Solo lo llamaban por su apellido, Guedes, cuando el maestro Gustavo Molina pasaba lista en el aula. El resto del tiempo su nombre completo era Carlos el de Pascualita. Aunque tenía más edad que el resto, era el más pequeño en la formación del matutino.
Aun así, su fuerza era descomunal. Eso, como su carácter noble pero resabioso, me imagino que lo heredó de su abuelo Federico, un viejo canario cuya tozudez era proverbial en el Paradero de Camarones. Gruñía, literalmente, y cerraba los ojos del mal genio.
Carlos no siempre podía jugar con nosotros. La mayor parte del tiempo debía ayudar a su padre, Paco Guedes, en la siembra, guataquea o cosecha del arroz y los frijoles que alimentaban a su numerosa familia. Por eso ya en cuarto grado tenía manos de viejo campesino.
Jugaba al futbol descalzo (su único par de zapatos era para ir a la escuela), pero parecía que llevaba botas de acero. Todos le huíamos a sus pies cuando avanzaba detrás del balón hacia el espacio que había entre una mata de ateje y una de bienvestido, que era nuestra portería.
Se casó con Juana, una de las hermanas del Chiqui, y se convirtió en el vivo retrato de su padre. Siguió sembrando, guataqueando y cosechando para los suyos hasta que un carro lo hizo volar por los aires y lo dejó inválido. Ya dije que era de hierro.

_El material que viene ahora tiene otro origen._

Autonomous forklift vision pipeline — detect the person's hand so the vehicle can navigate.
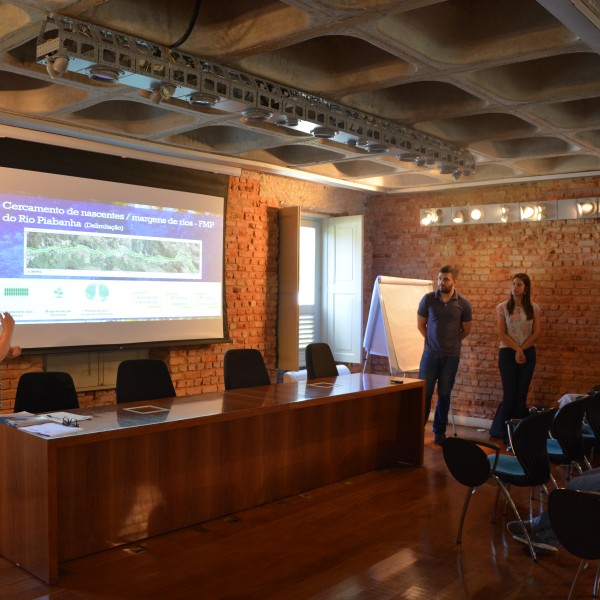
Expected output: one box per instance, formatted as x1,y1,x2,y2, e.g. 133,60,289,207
6,346,21,358
0,313,15,335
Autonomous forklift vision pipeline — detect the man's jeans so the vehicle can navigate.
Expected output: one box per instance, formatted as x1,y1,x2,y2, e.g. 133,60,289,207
419,352,460,435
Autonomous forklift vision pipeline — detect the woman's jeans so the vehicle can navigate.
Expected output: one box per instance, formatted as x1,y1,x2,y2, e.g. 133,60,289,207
498,346,536,428
419,352,460,436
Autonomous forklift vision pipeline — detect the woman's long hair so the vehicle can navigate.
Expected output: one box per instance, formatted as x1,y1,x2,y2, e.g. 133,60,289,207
506,273,533,321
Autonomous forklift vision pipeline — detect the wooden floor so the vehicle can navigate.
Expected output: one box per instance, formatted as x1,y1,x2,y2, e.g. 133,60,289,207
0,429,595,600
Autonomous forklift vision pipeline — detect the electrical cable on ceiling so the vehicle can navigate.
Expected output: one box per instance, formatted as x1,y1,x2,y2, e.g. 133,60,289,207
169,0,202,50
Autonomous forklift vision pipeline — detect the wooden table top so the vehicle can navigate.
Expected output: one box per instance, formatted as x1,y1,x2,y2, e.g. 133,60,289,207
8,373,422,445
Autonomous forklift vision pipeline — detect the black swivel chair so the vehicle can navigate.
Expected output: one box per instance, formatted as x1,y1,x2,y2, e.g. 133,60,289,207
15,371,79,413
488,408,558,561
585,392,600,448
442,437,500,544
117,358,176,404
548,489,600,600
305,342,338,381
223,348,271,390
546,396,592,476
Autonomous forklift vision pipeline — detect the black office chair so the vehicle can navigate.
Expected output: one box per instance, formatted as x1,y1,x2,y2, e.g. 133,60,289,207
488,408,558,561
14,371,79,413
546,396,592,478
305,342,338,381
585,392,600,448
223,348,271,390
117,358,176,404
442,437,500,544
548,489,600,600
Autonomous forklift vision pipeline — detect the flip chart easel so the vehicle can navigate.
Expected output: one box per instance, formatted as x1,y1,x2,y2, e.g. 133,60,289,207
363,275,433,375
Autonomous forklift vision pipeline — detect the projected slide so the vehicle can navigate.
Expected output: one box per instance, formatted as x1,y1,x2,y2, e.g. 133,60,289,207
0,169,224,347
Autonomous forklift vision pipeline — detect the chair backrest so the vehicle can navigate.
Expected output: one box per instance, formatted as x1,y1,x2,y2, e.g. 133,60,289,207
15,371,79,413
223,348,271,390
305,342,338,381
551,396,588,463
117,358,176,404
548,488,600,560
585,392,600,445
442,437,497,487
512,408,556,486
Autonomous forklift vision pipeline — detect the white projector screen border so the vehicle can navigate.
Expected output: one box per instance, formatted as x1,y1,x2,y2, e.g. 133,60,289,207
0,165,228,351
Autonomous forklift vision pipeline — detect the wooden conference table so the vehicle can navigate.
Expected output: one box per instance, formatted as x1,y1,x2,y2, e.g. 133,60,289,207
0,373,424,583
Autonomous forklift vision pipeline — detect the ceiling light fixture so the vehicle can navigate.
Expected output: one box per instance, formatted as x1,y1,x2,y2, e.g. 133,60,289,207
149,84,176,104
577,198,598,218
36,14,475,177
188,92,221,107
310,127,339,140
88,65,123,83
46,56,69,79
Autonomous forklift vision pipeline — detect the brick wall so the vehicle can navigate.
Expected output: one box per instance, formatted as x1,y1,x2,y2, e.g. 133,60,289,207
365,179,600,419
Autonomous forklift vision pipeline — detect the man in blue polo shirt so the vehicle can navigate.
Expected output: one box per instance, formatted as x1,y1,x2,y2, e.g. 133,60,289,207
417,265,473,444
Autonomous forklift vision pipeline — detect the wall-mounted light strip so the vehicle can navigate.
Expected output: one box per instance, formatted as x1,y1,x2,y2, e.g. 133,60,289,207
420,198,600,227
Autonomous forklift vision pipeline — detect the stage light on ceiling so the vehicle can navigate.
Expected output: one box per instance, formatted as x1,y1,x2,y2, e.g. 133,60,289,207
310,126,338,140
149,84,176,104
577,198,598,218
35,13,475,178
242,107,275,121
46,56,69,79
88,65,123,83
188,92,221,107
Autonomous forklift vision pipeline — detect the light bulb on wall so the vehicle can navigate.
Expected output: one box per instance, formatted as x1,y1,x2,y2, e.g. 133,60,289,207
521,204,544,221
577,198,598,217
452,209,467,225
469,208,483,221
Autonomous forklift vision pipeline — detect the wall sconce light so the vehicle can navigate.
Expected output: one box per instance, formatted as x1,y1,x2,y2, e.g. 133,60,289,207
577,198,598,218
421,208,442,226
521,204,544,221
469,208,483,221
452,208,467,225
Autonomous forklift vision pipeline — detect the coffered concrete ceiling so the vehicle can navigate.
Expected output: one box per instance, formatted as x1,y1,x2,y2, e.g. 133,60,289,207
0,0,600,192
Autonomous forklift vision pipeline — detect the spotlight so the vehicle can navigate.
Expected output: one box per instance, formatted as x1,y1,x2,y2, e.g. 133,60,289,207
421,208,442,226
452,209,467,225
577,198,597,217
396,152,419,162
46,56,69,79
242,108,275,121
188,92,221,106
469,208,483,221
150,84,176,104
88,65,123,83
310,126,338,140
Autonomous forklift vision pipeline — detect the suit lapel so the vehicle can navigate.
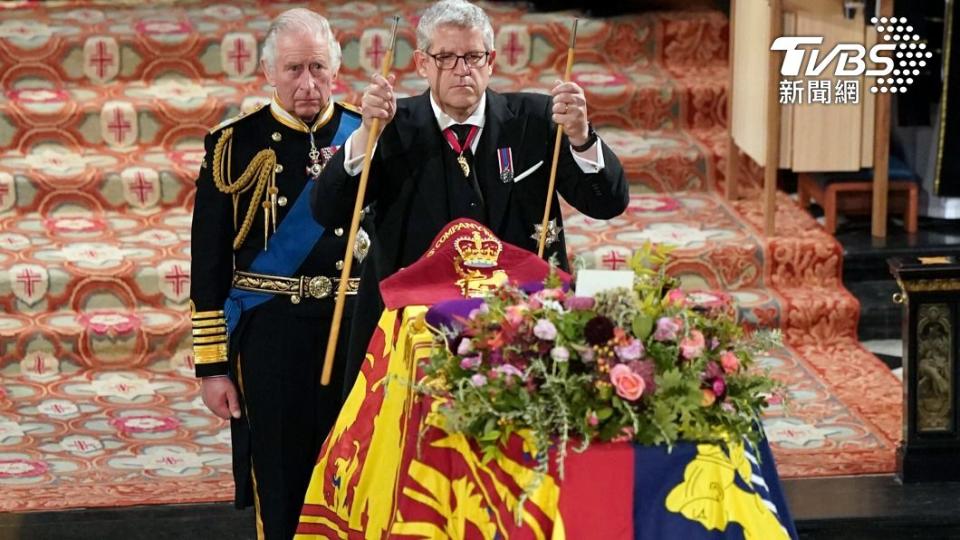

Logró volver a caminar, como un niño, desde cero.
Cuando ya volvía a valerse por sí mismo, un infarto lo agarró desprevenido. Ya sus reflejos no eran los mismos, no pudo esquivarlo como esquivaba las tapas de botellas de refresco que nos tirábamos con aquellas letales escopetas de tiras de goma. Con él desaparece otra porción del lugar al que pertenezco.